Oración sin música

No puedes reproducir una canción, no puedes guiarte para adorar con una pista, porque pareciera que las palabras llenas de ritmo, no salen… eres muy especifico y puntual, sin enojo, sin resentimiento, con esperanza, pero sin música.

Con una fe autentica, con un anhelo eterno, creyendo que algo se está moviendo en el cielo, para llevar a cabo los planes llenos de amor que un día Dios planeó, pero cuando la realidad es otra y los hechos nos quieren demostrar que todo está en nuestra contra, y levantas una oración cuando todo está en silencio, y casi por primera vez salen palabras sinceras, palabras tuyas, lenguaje común y se vuelve una conversación muy real.
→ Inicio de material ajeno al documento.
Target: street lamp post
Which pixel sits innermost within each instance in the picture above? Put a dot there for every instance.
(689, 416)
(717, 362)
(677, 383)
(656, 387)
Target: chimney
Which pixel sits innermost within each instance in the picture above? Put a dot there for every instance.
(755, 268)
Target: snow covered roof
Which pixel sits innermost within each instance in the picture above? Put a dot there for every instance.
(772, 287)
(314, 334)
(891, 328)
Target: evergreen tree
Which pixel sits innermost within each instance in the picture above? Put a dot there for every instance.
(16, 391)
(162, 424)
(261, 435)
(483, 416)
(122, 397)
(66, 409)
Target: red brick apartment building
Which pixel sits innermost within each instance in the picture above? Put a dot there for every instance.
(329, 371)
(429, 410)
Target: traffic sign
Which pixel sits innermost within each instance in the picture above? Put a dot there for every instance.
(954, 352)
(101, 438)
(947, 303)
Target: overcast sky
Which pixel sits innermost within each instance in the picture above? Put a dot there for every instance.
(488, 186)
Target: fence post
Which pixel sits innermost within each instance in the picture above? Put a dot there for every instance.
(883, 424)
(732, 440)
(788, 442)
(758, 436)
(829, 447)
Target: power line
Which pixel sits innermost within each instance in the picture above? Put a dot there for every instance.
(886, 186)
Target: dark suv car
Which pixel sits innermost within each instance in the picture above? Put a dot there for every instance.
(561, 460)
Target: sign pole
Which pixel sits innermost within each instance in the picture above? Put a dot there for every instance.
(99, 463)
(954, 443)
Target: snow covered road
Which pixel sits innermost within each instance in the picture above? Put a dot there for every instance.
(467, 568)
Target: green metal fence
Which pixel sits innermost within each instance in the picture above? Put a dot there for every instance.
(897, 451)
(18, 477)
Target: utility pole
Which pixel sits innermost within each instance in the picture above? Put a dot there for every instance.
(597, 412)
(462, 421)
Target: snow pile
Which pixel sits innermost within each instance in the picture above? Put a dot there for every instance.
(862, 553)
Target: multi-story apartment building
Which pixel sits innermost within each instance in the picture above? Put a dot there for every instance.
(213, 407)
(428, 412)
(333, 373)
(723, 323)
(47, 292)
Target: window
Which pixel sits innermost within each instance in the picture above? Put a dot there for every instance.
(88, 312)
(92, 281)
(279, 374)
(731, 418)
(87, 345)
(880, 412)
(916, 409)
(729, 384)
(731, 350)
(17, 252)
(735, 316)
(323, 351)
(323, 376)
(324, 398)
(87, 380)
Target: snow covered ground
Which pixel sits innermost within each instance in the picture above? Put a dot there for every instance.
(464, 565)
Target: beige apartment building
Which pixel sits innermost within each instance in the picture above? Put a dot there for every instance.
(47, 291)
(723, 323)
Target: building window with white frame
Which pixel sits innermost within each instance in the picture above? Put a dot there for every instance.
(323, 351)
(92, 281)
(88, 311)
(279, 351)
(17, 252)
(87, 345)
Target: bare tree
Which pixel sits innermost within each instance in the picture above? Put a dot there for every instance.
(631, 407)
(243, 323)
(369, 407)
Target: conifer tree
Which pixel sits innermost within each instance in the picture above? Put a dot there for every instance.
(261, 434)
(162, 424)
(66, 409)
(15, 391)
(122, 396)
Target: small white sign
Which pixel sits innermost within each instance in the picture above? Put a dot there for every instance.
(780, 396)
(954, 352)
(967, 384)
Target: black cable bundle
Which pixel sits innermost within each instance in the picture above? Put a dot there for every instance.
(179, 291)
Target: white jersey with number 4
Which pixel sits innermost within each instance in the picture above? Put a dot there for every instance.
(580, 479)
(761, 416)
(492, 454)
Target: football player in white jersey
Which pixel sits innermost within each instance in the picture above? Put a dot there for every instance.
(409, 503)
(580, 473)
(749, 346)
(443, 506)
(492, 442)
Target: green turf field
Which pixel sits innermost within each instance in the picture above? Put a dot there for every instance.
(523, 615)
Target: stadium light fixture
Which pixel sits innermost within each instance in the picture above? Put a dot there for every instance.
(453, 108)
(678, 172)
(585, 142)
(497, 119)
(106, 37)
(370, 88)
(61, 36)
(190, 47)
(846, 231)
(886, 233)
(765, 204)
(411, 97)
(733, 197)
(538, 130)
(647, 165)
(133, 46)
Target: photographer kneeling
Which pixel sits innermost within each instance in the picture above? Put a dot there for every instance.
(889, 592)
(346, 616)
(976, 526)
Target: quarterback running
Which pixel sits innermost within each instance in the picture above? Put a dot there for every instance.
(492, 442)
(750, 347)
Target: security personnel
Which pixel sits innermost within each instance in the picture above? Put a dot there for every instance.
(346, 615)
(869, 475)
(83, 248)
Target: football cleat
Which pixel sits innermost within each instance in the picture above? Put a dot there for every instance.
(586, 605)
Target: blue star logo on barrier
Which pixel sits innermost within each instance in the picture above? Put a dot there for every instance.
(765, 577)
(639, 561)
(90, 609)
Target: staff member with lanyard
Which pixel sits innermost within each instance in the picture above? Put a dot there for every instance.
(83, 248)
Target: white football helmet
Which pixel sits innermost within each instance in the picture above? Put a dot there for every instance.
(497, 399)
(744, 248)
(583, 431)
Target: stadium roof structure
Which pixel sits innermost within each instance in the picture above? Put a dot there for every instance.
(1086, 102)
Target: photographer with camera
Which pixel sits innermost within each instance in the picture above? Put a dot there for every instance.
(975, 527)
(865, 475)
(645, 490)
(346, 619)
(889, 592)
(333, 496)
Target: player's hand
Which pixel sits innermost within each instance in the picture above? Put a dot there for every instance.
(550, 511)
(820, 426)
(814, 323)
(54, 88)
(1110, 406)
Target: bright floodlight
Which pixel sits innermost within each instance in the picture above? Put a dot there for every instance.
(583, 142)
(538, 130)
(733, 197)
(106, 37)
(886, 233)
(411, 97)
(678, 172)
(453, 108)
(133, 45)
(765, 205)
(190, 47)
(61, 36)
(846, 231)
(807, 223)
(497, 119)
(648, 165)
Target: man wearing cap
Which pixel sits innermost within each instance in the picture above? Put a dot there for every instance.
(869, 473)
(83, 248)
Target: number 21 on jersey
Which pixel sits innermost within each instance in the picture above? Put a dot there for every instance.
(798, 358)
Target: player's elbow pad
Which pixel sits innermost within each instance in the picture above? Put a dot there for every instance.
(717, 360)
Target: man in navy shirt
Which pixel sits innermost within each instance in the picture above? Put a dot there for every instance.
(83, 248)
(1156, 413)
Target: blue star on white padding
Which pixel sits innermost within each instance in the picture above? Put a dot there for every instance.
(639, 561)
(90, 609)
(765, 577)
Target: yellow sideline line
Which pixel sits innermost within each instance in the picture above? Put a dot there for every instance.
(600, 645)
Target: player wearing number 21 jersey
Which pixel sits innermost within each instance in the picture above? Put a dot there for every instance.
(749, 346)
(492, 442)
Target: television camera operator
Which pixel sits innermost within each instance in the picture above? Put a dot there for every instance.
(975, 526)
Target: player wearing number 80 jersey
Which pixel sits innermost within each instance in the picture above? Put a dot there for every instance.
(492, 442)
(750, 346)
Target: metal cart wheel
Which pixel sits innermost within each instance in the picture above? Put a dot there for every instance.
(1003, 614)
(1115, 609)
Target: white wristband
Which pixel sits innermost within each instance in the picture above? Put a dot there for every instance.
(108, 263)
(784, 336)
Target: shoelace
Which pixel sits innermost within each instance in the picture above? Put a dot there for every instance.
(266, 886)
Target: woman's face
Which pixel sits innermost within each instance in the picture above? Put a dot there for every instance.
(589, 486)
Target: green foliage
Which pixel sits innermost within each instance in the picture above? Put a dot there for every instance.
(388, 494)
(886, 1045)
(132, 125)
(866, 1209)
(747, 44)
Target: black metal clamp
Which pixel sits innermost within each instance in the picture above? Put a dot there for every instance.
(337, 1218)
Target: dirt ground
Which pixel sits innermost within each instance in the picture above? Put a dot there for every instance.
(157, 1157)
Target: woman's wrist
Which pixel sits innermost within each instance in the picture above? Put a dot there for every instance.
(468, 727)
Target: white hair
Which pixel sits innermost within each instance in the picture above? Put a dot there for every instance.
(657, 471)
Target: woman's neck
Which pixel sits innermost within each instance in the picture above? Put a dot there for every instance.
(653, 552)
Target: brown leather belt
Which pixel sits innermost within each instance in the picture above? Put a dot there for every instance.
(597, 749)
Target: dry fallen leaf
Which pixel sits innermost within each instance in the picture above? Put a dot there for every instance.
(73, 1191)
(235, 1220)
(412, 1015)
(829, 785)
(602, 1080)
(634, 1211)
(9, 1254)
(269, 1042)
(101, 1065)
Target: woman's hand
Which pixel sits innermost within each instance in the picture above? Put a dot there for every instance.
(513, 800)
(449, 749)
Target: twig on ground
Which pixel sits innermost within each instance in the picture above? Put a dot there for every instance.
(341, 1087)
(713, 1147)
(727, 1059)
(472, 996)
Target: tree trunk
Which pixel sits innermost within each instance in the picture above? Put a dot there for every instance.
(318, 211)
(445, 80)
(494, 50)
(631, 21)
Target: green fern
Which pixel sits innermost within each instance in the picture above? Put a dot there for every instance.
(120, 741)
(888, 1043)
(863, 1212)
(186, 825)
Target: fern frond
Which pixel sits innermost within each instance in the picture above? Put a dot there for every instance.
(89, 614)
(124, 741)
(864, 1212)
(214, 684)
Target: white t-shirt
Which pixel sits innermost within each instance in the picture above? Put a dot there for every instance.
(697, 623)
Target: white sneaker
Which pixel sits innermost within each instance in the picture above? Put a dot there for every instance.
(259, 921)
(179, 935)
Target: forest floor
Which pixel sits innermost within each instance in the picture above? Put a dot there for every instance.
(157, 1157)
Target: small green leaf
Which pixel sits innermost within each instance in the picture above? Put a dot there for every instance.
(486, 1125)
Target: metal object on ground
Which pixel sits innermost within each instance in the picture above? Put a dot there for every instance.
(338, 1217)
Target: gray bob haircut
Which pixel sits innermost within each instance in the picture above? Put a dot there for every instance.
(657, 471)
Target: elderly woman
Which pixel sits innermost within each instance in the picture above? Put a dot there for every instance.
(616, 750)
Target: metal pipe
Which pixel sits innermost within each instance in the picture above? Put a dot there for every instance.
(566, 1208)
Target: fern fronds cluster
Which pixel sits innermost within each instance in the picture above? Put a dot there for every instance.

Oración sin música… cuando nos sentimos contentos, llenos, plenos; que casi saltamos de alegría, es fácil cantar, escuchar canciones, disfrutar las letras y soñar con el futuro y hacer un altar de alabanza a Dios. Cuando todo se pone difícil, y no quieres cantar, pero si hablar, necesitas hablar con Dios… creo que esos momentos ocurren en nuestra vida, porque podemos ser nosotros mismos, alumbrar a los demás involuntariamente con nuestras ganas de luchar y no darnos por vencidos…

Y esto me lleva a pensar lo importante que es buscar; conocer a Dios de una forma diferente, donde nos quedamos ratos en silencio y pensamos bien lo que decimos, dónde no hablamos en automático, dónde somos directos, y pedimos más fe, y es que aunque no haya canción, la presencia de Dios es todo lo que necesitamos, para llenar todos nuestros sentidos, todo nuestro ser, todo lo que somos.

La oración, puede ser para muchos lo más básico, y normal, puede ser la última opción en momentos de dificultad, la oración nos conecta, nos recuerda que tan dependientes debemos ser de Dios, y que realmente somos escuchados.

¡La oración nos acerca a nuestro padre!